One point about Nintendo that i think all gamers should appreciate is that they are trying to keep the mid-level game alive. That really seems to be the thing that's falling off the face of the earth: it's not super-AAA and it's not an indie or mobile game, and i think that's where home console gaming has really lost diversity is in the mid-level games



Monster Hunter: pissing me off since 2010.

Carl2291 said:

I dont even think Mass Effect 3 is on Steam in all honesty. I know ME and ME2 are though.

I could understand them not wanting to undercut the retailers by too much. I mean, in cases the cost of the game on PSN is more than the cost of the game at a game store. Thats just taking it too far. How can they expect it to work if theyre charging those prices? How can they expect the consumer to choose that version en masse?

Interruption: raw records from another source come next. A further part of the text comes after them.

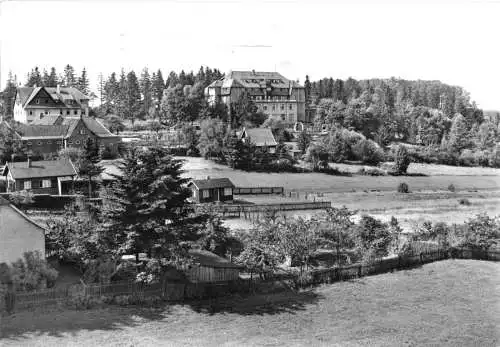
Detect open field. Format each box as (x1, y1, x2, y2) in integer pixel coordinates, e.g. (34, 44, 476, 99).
(2, 260, 498, 346)
(178, 157, 500, 232)
(180, 157, 500, 193)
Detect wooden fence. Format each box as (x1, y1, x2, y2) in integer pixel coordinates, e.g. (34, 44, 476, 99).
(234, 187, 284, 195)
(3, 247, 499, 314)
(213, 201, 332, 218)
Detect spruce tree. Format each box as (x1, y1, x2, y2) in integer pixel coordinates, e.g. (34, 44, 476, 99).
(101, 145, 206, 263)
(63, 64, 76, 87)
(140, 68, 153, 118)
(79, 138, 103, 199)
(77, 68, 90, 95)
(47, 67, 58, 87)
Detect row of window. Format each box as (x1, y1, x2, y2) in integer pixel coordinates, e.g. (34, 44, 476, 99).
(201, 188, 232, 198)
(23, 179, 52, 190)
(261, 104, 294, 112)
(29, 109, 85, 116)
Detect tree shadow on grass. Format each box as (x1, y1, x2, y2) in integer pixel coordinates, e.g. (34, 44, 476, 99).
(0, 304, 171, 340)
(187, 289, 323, 316)
(1, 289, 323, 341)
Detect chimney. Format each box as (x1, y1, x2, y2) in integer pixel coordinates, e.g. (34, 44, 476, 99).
(57, 84, 60, 94)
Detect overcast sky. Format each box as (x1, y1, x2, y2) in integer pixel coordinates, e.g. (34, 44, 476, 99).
(1, 0, 499, 109)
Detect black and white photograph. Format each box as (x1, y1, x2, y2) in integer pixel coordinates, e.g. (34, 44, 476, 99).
(0, 0, 499, 345)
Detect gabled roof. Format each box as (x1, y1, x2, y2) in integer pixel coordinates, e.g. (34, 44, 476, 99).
(17, 86, 90, 109)
(189, 249, 242, 269)
(188, 178, 235, 190)
(81, 117, 115, 137)
(4, 159, 77, 179)
(13, 116, 117, 140)
(17, 87, 35, 106)
(240, 127, 278, 147)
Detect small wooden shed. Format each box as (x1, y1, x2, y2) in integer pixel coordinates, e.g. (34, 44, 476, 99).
(184, 249, 242, 283)
(187, 177, 235, 203)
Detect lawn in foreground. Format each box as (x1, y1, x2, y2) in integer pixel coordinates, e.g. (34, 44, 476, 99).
(2, 259, 499, 346)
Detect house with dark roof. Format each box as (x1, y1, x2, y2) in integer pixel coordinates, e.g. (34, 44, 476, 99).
(4, 115, 121, 157)
(206, 70, 307, 123)
(239, 127, 278, 153)
(0, 196, 46, 264)
(14, 85, 90, 124)
(14, 86, 89, 123)
(2, 159, 78, 195)
(187, 177, 235, 203)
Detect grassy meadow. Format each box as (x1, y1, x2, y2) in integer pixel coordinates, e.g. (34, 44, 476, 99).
(2, 260, 498, 346)
(178, 157, 500, 232)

The only incentive there is, is that you dont have to leave your house.

With how prices fluctuate at retail, if they want DD to succeed on consoles they need to offer better prices. Its one of the things PS Plus gets so right. Good deals.

Oh, derp. I misread that store price as Steam. Well, whatevs! My point stands! (Okay, not really.)

I'm really not sure whether to blame the platform holders or publishers, but I do get the sense that the former are pretty reliant on retailers and so don't want to cheese them off. But however much TotalBiscuit and the like deny it, killing used/physical games is going to be far, far worse for consumers of consoles than it was on PC because there is a ridiculous amount of competition on PC. If Steam is gouging you, you can very easily go to GOG or whomever. Sure, there's technically competition with consoles because you always can (and should) buy a Playstation over an Xbox or whatever, but most people who only have a Playstation are going to feel locked into that ecosystem and will be highly susceptible to paying whatever price is asked of them if there aren't retailers who need to move the physical products on their shelves and PSN is the only option.



That's why Nintendo software usually keeps the full price for a long time... Keep people interested, they won't sell the game, there's not used games to buy...



carlos3189 said:
That's why Nintendo software usually keeps the full price for a long time... Keep people interested, they won't sell the game, there's not used games to buy...

No. Nintendo software prices stay their full price because Nintendo does not offer price-protection to retailers :P But I get your point.